- Directed by: Sara Driver
- Written by: Sara Driver Jim Jarmusch
- Based on: "You Are Not I" by Paul Bowles
- Produced by: Sara Driver Jim Jarmusch
- Starring: Suzanne Fletcher Evelyn Smith Lucy Sante Nan Goldin
- Cinematography: Jim Jarmusch
- Edited by: Sara Driver
- Music by: Phil Kline
- Release date: 1981;
- Running time: 48 minutes
- Country: United States
- Language: English
- Budget: $12,000

= You Are Not I (film) =

You Are Not I is a 1981 American drama film directed by Sara Driver and starring Suzanne Fletcher, Evelyn Smith, Nan Goldin, and Lucy Sante.
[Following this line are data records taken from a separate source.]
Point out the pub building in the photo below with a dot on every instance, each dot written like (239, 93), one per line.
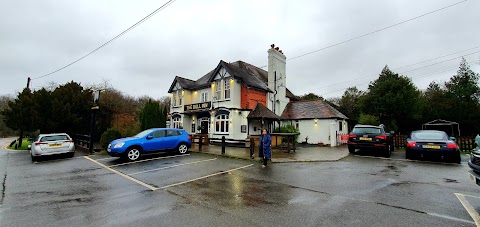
(238, 100)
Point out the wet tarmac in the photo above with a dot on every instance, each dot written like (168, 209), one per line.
(205, 190)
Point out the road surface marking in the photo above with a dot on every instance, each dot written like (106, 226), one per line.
(100, 159)
(211, 175)
(470, 209)
(168, 167)
(405, 160)
(150, 159)
(123, 175)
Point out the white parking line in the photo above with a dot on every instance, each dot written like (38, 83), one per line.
(146, 160)
(168, 167)
(100, 159)
(470, 209)
(211, 175)
(122, 174)
(405, 160)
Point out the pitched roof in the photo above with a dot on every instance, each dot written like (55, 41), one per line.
(261, 111)
(311, 109)
(249, 74)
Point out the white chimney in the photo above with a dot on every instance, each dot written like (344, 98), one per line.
(277, 78)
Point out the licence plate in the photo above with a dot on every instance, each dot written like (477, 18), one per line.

The film is based on the 1948 short story of the same name by Paul Bowles.

==Summary==
Adapted from a Paul Bowles story, a young mentally disturbed woman named Ethel (Fletcher) escapes from the asylum where she is treated until she is mistaken for one of the survivors of a deadly car accident she stumbled upon. Then she is taken to her sister's home.

==Production==
The film was shot in six days for $12,000 as a thesis film for New York University.

It played widely at international film festivals, but a leak at a New Jersey warehouse destroyed the negative leaving Driver with a battered unprojectable copy. It was thought to have been lost, until a print was found at the holdings of Bowles. It has since been released on the DVD set "Driver X4: The Lost and Found Films of Sara Driver".